L’essor des boissons exotiques au XVIIIe siècle
Jusqu’au 27 septembre 2015
Catalogue de l’exposition :
Musée Cognac-Jay, 8 rue Elzévir, Paris III
Si le thé, café ou chocolat constitue un acte de consommation quotidienne pour bien d’entre-nous – parfois même, sans y pensé, par simple réflexe ! -, tel n’était pas le cas avant le XVIIIe siècle en Europe. Ces boissons importées, « exotiques », créent de nouveaux plaisirs et sociabilités sur lesquels revient le musée Cognac-Jay.
« Point de maison bourgeoise où, à dîner, l’on ne vous présente du café. Point de fille de boutique, de cuisinière, de femme de chambre, qui, le matin, ne déjeune avec du café au lait. Ce goût […] a passé même jusqu’aux dernières classes du peuple », constate Le Grand d’Aussy dans son Histoire de la vie privée des Français, depuis l’origine jusqu’à nos jours (1782).
Pourtant, la popularité de ces boissons ne s’est pas faite du jour au lendemain ! Si le thé est d’usage facile par sa simple infusion de feuilles, le café et le chocolat – servi alors épicé – ont requis un certain savoir-faire qui ont donné naissance aux cafés parisiens et à une vaisselle appropriée.
On date à 1298 la première description d’une boisson issue du thé dans Le Devisement du monde par Marco Polo, dont la première édition est imprimée en 1477. Ensuite, il faut attendre 1524 pour que Cortez rapporte à Charles Quint des fèves de cacao. En 1606, Amsterdam enregistre la première cargaison de thé noir issu de Java. Et, en 1644, Pierre de la Roque débarque d’Orient à Marseille avec des cerises de café et des ustensiles de préparation du café à la turque.
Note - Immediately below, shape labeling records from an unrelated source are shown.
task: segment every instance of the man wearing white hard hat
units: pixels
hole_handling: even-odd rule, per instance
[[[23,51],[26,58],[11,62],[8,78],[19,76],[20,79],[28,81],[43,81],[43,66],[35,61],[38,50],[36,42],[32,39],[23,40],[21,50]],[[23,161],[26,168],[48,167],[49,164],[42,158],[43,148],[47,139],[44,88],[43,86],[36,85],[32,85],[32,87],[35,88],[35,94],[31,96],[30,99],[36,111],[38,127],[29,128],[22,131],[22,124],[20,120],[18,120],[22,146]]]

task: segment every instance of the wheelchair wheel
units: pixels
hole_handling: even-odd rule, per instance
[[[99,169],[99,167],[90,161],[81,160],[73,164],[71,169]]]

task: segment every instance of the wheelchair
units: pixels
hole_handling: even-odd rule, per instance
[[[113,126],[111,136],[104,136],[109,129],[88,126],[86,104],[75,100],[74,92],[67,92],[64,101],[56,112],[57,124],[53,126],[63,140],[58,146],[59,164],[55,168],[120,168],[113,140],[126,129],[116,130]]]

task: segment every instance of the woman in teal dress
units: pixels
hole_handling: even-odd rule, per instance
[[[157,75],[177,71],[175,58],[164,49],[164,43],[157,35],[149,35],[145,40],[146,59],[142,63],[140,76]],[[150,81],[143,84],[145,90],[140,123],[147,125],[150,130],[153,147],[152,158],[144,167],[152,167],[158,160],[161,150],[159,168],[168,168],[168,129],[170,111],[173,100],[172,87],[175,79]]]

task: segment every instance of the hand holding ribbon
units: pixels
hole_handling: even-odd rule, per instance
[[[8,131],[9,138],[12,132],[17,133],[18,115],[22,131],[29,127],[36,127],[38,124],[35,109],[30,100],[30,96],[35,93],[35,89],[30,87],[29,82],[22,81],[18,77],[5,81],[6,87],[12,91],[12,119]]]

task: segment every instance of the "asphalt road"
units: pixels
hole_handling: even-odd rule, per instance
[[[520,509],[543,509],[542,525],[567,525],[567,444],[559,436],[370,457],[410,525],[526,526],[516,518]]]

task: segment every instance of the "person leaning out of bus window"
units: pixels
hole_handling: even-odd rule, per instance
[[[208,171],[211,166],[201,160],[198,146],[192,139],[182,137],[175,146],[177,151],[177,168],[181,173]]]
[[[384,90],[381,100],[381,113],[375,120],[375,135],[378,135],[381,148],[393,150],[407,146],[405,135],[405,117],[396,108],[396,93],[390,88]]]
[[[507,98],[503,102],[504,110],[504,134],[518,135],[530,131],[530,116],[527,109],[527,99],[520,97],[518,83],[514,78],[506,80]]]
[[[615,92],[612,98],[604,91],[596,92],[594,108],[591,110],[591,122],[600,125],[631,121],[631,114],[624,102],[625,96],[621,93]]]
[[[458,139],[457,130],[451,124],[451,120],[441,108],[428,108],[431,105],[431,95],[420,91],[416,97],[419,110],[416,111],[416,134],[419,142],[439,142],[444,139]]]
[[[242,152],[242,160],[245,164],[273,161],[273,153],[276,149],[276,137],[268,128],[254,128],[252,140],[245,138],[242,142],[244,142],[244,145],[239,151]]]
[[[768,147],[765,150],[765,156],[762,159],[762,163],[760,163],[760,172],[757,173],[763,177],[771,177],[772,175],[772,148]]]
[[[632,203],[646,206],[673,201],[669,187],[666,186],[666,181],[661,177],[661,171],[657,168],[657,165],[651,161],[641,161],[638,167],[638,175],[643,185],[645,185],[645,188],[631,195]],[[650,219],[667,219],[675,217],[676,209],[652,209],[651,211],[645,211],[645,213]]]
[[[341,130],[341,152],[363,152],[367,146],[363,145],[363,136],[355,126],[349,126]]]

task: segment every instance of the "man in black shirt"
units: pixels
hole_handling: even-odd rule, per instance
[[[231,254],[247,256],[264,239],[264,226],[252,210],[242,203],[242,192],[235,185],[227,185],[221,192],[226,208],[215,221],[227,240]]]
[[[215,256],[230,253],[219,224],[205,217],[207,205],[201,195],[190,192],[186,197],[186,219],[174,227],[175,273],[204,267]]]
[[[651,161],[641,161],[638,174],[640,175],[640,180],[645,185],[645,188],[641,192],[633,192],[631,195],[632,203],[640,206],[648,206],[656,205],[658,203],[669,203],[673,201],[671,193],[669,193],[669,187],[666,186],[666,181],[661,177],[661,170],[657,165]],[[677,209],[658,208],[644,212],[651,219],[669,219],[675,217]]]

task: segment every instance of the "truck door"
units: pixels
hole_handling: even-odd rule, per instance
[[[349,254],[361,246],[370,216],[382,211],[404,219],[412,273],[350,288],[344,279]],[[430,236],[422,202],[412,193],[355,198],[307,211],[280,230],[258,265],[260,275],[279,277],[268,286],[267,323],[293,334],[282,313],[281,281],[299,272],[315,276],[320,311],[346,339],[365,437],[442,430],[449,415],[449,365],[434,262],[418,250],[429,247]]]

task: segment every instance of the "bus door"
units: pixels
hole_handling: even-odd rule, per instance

Le mariage de Louis XIV et de Marie-Thérèse d’Autriche en 1660 lance la mode du chocolat à la cour. Quant au café, son usage se diffuse dans l’élite aristocratique, suite au séjour parisien de Soliman Aga Mustapha Raca auprès de Louis XIV, en 1669.
Le Procope, premier café parisien, ouvre en 1674. Cinq ans plus tard, les premières fèves de cacao françaises, produites aux Antilles, sont livrées à Brest.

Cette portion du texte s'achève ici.